Trust Your Instincts

If something feels wrong, you should seek help. Take Deborah Cohen’s advice. For the Ossining, New York, resident, getting up and down the stairs to her second-floor apartment had become overwhelming and difficult. “I was dizzy, my head was so heavy, and my legs felt like lead,” she says.

When the symptoms worsened, she relented, and was rushed by ambulance to White Plains Hospital’s Emergency Department. After testing negative for COVID-19, she was escorted to a separate, protected area of the ED for further evaluation and treatment for anemia, an easily treatable condition in which the blood doesn’t have enough red blood cells, often managed with supplements and medications. The staff was just “fantastic,” Cohen says.

“They just gave me such peace of mind,” she adds, now walking up and down those steps with ease. “I realized my symptoms were more important than my fear. It was the best thing I could have done.”

Seek Help Before It’s Too Late

Luckily, Cohen’s condition was not critical. Physicians fear that coronavirus fears have spooked some people into ignoring even life-threatening conditions, based on reports that the number of heart attacks appeared to decrease by 45% and the number of strokes by 38%. When it comes to urgent problems involving the heart and circulatory system, “time is brain.” The sooner you get help, the greater the odds that disability (and death) can be prevented.

Even seemingly non-critical conditions like a fracture require immediate medical evaluation. At White Plains Hospital, orthopedic surgeon Dr.

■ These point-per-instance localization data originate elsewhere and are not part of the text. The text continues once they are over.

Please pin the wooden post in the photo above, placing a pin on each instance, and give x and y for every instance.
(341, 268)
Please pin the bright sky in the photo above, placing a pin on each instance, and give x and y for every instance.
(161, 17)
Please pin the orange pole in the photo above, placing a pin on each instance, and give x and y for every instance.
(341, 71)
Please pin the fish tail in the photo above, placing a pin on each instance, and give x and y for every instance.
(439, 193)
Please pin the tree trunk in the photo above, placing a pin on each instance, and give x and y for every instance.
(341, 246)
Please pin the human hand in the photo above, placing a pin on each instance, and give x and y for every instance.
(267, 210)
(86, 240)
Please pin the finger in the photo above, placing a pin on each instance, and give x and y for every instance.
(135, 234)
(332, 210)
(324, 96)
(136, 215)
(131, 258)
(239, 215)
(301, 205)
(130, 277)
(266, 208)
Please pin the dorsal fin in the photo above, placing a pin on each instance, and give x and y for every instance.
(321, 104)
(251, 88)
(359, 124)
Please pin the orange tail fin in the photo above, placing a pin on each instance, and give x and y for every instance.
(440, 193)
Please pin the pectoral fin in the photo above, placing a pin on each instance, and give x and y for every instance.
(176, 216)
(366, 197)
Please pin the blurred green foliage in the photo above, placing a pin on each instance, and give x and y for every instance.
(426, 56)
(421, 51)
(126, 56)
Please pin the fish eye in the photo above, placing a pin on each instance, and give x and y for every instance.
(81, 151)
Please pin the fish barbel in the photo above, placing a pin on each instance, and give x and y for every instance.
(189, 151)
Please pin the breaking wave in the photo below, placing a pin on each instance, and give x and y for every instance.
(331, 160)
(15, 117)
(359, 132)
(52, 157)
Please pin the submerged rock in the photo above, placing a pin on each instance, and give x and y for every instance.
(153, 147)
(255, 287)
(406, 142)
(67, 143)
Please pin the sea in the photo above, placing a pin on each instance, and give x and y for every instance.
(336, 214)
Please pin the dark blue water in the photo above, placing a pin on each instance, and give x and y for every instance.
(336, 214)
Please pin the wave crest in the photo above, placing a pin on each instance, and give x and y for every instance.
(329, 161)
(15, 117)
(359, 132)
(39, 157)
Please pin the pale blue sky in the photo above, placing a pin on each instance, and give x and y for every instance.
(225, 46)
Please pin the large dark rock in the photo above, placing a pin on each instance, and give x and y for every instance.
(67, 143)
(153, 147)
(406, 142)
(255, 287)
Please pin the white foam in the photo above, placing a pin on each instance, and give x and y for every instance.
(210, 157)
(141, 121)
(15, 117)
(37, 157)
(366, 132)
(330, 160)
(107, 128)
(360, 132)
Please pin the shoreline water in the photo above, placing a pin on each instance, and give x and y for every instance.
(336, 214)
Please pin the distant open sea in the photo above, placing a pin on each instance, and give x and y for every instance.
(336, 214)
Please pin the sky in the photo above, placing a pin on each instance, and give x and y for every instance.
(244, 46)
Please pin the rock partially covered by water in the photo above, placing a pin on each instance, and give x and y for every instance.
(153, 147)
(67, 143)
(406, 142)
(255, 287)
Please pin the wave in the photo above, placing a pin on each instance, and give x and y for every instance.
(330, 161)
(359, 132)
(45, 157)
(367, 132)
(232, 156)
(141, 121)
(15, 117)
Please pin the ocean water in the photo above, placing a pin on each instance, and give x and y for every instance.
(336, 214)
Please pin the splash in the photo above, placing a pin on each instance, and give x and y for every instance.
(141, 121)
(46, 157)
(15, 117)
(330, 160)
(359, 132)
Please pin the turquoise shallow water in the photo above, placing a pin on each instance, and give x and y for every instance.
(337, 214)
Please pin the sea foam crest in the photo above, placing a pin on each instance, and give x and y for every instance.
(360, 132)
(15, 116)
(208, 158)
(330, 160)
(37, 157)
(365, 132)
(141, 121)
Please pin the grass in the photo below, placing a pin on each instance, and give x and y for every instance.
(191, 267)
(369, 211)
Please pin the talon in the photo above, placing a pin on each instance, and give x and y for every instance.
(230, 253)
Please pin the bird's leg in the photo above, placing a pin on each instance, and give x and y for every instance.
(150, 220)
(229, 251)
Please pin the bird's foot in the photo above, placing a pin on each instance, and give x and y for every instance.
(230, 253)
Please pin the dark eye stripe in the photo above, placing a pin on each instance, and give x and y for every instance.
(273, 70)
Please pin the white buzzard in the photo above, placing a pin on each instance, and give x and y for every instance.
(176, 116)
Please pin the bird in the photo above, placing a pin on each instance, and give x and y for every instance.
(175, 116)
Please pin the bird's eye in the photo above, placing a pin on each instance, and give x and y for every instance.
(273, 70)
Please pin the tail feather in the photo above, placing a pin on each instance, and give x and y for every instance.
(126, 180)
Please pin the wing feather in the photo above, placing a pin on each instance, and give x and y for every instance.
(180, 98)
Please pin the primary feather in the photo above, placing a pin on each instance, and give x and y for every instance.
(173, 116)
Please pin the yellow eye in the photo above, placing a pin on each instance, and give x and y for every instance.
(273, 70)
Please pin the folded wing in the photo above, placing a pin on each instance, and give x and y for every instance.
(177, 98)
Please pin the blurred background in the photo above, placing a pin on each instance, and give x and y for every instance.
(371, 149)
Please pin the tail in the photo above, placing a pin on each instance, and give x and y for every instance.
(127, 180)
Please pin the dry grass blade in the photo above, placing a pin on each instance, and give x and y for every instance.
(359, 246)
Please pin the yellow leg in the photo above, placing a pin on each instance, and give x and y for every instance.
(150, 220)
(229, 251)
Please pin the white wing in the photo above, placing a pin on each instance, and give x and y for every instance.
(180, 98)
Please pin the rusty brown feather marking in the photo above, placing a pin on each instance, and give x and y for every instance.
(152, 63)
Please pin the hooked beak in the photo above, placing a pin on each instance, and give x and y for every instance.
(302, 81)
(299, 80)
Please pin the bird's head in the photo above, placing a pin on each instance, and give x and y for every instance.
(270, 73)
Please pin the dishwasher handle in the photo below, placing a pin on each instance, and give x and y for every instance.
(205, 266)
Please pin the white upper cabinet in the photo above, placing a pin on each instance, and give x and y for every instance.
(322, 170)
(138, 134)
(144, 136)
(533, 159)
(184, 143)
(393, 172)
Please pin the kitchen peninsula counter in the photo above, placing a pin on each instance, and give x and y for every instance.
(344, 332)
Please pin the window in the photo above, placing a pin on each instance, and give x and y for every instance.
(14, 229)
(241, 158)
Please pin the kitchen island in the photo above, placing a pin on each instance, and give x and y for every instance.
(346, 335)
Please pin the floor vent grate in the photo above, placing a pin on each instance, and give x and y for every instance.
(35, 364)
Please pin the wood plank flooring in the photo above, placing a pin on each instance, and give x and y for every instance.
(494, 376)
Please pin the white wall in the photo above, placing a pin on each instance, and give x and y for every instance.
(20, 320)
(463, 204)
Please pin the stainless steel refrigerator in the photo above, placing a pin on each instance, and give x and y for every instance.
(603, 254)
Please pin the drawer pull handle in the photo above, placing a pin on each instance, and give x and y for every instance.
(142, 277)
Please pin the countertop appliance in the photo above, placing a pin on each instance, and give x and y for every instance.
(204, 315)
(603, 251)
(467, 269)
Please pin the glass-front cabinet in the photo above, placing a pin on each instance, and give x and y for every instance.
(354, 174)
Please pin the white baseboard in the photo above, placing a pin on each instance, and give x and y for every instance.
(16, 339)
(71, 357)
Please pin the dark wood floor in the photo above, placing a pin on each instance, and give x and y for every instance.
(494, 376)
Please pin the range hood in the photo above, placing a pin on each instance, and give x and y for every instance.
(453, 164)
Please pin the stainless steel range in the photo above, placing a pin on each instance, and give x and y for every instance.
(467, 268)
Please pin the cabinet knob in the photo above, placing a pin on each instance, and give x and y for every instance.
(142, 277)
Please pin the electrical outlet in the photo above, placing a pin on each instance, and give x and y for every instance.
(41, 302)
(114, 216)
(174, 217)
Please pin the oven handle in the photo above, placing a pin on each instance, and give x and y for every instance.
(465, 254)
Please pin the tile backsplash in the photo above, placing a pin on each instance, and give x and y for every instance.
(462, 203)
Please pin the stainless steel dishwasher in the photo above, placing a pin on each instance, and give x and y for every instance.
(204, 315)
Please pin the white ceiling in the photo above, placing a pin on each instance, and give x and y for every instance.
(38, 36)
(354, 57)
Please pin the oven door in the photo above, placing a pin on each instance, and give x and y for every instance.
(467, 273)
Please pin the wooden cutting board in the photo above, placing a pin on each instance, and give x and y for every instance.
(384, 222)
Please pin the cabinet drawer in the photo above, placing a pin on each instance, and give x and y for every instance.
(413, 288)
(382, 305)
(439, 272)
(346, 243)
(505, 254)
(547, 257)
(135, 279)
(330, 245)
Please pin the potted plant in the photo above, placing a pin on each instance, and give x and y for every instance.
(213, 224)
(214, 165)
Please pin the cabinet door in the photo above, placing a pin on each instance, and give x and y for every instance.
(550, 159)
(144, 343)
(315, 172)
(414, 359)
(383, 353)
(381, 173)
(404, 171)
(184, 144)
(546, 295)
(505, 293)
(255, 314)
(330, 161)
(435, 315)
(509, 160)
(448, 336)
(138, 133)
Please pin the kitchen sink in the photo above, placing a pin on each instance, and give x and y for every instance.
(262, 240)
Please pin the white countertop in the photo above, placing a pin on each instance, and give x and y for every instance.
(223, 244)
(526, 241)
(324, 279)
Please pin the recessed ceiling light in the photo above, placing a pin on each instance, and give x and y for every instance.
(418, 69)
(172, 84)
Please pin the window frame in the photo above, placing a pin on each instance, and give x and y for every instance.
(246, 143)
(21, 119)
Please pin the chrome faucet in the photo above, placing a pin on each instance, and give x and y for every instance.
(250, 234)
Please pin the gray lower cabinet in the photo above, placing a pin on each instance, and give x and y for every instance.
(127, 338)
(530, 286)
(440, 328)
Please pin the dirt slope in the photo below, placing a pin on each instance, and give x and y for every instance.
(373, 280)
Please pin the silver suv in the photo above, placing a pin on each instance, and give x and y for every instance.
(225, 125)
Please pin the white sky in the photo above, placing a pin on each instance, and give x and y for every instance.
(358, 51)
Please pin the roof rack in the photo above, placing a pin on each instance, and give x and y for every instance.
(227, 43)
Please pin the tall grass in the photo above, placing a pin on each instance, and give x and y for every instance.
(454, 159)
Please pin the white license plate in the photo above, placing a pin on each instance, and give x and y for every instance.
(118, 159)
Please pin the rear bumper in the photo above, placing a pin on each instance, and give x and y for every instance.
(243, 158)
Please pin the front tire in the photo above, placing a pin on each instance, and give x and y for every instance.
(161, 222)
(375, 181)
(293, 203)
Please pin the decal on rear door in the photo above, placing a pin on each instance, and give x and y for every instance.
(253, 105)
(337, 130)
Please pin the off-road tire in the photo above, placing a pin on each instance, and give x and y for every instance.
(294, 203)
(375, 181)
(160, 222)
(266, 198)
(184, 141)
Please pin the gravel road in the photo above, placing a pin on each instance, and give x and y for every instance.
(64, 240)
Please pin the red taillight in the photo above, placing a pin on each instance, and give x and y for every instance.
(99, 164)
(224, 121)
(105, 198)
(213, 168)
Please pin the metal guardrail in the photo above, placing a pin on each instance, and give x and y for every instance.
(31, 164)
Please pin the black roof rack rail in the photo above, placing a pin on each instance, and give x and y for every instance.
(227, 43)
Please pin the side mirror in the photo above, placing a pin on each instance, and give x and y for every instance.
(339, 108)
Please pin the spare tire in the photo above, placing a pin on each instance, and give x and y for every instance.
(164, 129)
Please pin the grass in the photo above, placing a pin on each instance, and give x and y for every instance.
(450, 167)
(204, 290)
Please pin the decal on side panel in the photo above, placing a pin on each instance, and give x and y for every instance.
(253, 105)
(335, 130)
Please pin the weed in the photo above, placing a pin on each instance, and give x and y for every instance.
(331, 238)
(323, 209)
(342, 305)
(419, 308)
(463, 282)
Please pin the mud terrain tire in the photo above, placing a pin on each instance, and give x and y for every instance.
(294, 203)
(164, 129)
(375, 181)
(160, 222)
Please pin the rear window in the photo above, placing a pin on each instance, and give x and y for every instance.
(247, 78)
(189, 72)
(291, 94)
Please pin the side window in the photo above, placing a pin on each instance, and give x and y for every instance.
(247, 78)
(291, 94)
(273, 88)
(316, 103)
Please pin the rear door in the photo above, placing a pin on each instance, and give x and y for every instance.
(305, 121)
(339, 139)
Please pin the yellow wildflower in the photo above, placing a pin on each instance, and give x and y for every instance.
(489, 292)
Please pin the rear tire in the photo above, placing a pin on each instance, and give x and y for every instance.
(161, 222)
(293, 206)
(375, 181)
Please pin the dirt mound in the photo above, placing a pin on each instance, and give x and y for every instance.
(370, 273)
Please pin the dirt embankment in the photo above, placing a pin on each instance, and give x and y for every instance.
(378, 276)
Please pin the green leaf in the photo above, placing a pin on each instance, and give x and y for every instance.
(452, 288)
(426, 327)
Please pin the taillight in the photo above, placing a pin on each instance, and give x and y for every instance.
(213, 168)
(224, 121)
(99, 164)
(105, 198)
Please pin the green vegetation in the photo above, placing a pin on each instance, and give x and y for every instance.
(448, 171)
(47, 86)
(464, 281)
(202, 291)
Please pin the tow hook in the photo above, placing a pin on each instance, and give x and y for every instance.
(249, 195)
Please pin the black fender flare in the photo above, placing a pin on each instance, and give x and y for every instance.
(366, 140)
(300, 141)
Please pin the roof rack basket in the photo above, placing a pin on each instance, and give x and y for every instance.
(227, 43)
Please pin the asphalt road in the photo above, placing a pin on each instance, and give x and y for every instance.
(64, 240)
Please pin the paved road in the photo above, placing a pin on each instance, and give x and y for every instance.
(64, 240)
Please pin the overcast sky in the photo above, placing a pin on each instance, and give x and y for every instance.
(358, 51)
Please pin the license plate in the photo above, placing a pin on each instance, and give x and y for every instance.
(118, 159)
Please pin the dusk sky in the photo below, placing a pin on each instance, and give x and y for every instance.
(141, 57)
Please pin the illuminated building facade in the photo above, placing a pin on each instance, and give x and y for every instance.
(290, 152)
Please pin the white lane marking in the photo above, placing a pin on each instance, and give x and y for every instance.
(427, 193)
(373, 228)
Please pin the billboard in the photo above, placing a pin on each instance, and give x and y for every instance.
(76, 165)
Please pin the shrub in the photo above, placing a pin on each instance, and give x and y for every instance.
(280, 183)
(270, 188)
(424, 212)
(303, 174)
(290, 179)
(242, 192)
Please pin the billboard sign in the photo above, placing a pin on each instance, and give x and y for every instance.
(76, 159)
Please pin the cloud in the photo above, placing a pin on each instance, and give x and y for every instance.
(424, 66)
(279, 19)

Michael Gott is now seeing patients for follow-up for broken bones sustained just before shutdown measures were put into place. “Now the fractures are two months to 10 weeks old, and they require a more complicated, more difficult treatment,” he says. “Some fractures need immediate surgery, and opting to do this sooner is better because it’s easier to move bones back into place when they are freshly broken.”

Delaying a procedure to realign the bones can lead to malunion or improper healing. “This occurs when the fracture starts to heal in a wrong or misaligned position, leading to significant disability if not corrected to return to a normal range of motion,” explains Dr. Gott. “It often requires a more intensive surgery that may include an osteotomy, or a re-breaking of the bones.”

Schedule a Screening

Dr. Deborah Nunziato-Ghobashy, a family medicine provider at Scarsdale Medical Group, says you should not just go to the doctor if you are ill; it is imperative for patients to get back on track with routine screenings and exams, especially annual physicals, mammograms, pap smears and colonoscopies. “The purpose of the physical is to look for any possible underlying medical conditions that may have so far gone undetected,” Dr. Nunziato-Ghobashy says. “These procedures are helpful in detecting diseases at their early stages when they can be treated and potentially cured, rather than delayed diagnosis leading to a worse prognosis and even increased chance of dying.”

In fact, according to the electronic medical records vendor Epic, breast and cervical cancer screenings fell by 94% in March compared to the previous two-year national averages. Colon cancer screenings dropped by 86%. This can be dangerous as the benefits to early detection are immense. In one study, which evaluated more than 52,000 Swedish women over 57 years,  women who got regular breast cancer screenings had a 60% lower risk of death within 10 years following a diagnosis of breast cancer, and a 47% lower risk within 20 years.

Your health is the most essential priority of all. Getting the care you need, right now, is the best way to stay safe, be well, and enjoy the summer months ahead.